I went to only two sessions. One involved eDiscovery/eDisclosure experts from the US, the UK (Vince Neicho from Allen & Overy), Australia and Canada, which set out succinctly the developments in each jurisdiction. I hope to write about this separately.
The other was billed as The ESI debate is on! and was a free-form discussion whose participants were described as “passionate and cantankerous”. That sounded about right, for I was one of them. The others were George Socha and Patrick Oot, moderated by Browning Marean of DLA Piper US. You catch the flavour of it from the fact that the first question was framed as a debating motion, that “US discovery is much better than UK eDisclosure”. I felt it necessary to preface my opposition to this motion by making it clear that, notwithstanding anything I was about to say, I was in favour of most things American except its eDiscovery and its coffee.
The organisers had hoped, I think, that we would start a fight, violently disagreeing on some fundamental point of principle. I am not above playing devil’s advocate, but not when being filmed in the company of a respected eDiscovery consultant, a government officer and a senior lawyer. We did not play it wholly seriously, but there were nevertheless important things to say about rules, about technology and about certification, on which we all had broadly similar views. Browning involved the audience, which ensured that, even if we had had an agenda, we would have been taken down any path chosen for us by the audience. It was fun to do and, I hope, walked the line between entertainment and usefulness.
Keeping in touch with the UK via Twitter
As a side-note to that last section, one of the few tweets which I sent out during the week reported that we had been described as “cantankerous”. A London litigation partner replied immediately saying:
I would like to make enough of an impression on my field to one day be introduced everywhere as “cantankerous”.
Then somebody hailed me as “Charles”, presumably mistaking me for Charles Christian – British, of a certain age, legal / IT publishing, not known for suffering fools gladly. I tweeted that I was:
At #ILTA12 being part of that composite legal/IT person Chris Charleston or Charles Dalestian or Dale Christian
Charles joined in. Were we a writing team called Curmudgeon and Cantankerous, or were we Waldorf and Statler, the crusty old men from the Muppets?
Technology conferences always throw up technology difficulties. One of my tweets read:
Technical challenges at #ILTA12: a) folding the ironing board b) keeping the badge name side out c) serving runny honey with a butter knife
The last of these, I think, was set as a breakfast challenge to test reactions after the previous night’s excesses. It is possible with some effort, unlike the first two, both of which defeated me.

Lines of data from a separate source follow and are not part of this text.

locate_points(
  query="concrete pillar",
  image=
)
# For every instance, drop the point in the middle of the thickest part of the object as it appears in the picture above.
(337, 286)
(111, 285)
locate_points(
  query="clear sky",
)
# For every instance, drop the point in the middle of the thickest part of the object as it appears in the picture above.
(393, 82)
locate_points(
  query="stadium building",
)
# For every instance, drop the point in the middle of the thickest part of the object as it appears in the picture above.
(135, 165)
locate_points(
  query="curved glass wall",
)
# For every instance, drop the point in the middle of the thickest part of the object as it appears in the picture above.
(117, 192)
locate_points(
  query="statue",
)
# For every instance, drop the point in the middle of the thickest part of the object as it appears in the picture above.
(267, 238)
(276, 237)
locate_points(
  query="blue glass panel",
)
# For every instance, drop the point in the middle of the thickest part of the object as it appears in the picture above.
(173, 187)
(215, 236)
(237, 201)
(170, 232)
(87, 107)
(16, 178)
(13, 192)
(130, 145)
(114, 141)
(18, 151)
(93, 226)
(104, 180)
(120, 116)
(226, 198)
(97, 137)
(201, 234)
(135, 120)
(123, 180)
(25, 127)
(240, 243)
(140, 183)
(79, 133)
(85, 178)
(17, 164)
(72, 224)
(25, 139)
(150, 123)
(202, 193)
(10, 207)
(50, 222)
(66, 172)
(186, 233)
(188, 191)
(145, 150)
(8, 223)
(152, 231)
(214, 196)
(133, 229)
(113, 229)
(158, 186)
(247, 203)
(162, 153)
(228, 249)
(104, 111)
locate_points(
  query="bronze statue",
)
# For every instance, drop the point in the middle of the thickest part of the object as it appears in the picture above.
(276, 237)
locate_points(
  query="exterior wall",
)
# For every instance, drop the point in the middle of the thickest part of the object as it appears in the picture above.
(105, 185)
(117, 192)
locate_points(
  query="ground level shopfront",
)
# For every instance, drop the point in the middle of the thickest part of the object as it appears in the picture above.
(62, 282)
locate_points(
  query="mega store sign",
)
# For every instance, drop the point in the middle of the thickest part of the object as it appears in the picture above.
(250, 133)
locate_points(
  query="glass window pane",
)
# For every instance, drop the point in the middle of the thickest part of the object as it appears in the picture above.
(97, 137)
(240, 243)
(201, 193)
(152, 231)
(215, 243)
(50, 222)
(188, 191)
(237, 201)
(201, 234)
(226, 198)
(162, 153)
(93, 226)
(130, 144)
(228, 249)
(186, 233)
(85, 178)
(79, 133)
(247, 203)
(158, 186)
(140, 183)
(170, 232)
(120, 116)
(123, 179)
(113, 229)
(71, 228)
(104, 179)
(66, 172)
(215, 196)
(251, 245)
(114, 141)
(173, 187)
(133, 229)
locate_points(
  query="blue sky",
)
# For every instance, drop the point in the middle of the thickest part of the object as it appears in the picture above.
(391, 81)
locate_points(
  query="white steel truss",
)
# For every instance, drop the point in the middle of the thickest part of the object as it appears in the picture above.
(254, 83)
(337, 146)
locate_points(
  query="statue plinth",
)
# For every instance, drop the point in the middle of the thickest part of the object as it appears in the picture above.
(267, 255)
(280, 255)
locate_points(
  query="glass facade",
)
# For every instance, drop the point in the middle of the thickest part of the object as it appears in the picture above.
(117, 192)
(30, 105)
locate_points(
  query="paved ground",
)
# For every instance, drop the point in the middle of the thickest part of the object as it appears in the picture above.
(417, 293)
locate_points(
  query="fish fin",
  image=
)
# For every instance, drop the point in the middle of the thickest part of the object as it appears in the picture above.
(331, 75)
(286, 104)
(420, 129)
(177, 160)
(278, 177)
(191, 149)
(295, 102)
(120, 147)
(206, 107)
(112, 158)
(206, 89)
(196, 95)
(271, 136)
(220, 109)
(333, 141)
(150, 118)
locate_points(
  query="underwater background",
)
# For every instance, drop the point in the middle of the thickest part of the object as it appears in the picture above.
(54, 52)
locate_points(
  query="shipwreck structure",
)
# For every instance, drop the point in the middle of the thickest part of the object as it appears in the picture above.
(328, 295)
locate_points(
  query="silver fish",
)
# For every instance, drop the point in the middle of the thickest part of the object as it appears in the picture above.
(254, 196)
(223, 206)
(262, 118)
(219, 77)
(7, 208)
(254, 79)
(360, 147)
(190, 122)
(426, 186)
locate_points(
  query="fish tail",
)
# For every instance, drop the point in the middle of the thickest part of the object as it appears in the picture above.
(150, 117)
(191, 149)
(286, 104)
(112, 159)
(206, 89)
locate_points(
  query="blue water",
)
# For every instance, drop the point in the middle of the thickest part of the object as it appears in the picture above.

You can’t spend whole five days just talking to people? You can, you know. I wrote almost nothing, went off-site only to find coffee (the ice-cream shop by the water does acceptable espresso, if you ever find yourself in National Harbor), hardly saw my room and, with one exception, barely spent more than ten minutes alone. The exception was an evening in the middle of the week when, having missed the bus for the party for which I had declined all other invitations, I found myself more or less alone. The one good restaurant in the place offered sunset views over the Potomac, a decent steak, and the opportunity to read the iPad Times in peace.
Then it was off to a noisy party on the top floor. Someone offered the view that noise at parties is designed to encourage intimacy as heads get close enough to touch. Instead, I landed a drunk who shouted his views of Federal judges and Rule 502 at me until I made my excuses and left. You can’t win ’em all.
For the most part, though, the conversation was all useful and interesting, whether in pre-arranged meetings, in demos or in the many impromptu conversations which serendipity brought my way. If we go back to the notional UK legal IT person to whom these posts are notionally addressed, he or she (and his or her employer) would have benefitted as much from the exchange of ideas in such conversations as from the formal sessions.
In addition to the photographs scattered through these articles, I have put up three sets of photographs showing this year’s venue, some scenes from the exhibition hall and the Peer Awards dinner. These do not aspire to be works of art, but merely aim to give some idea of what it is likely to be at an ILTA conference.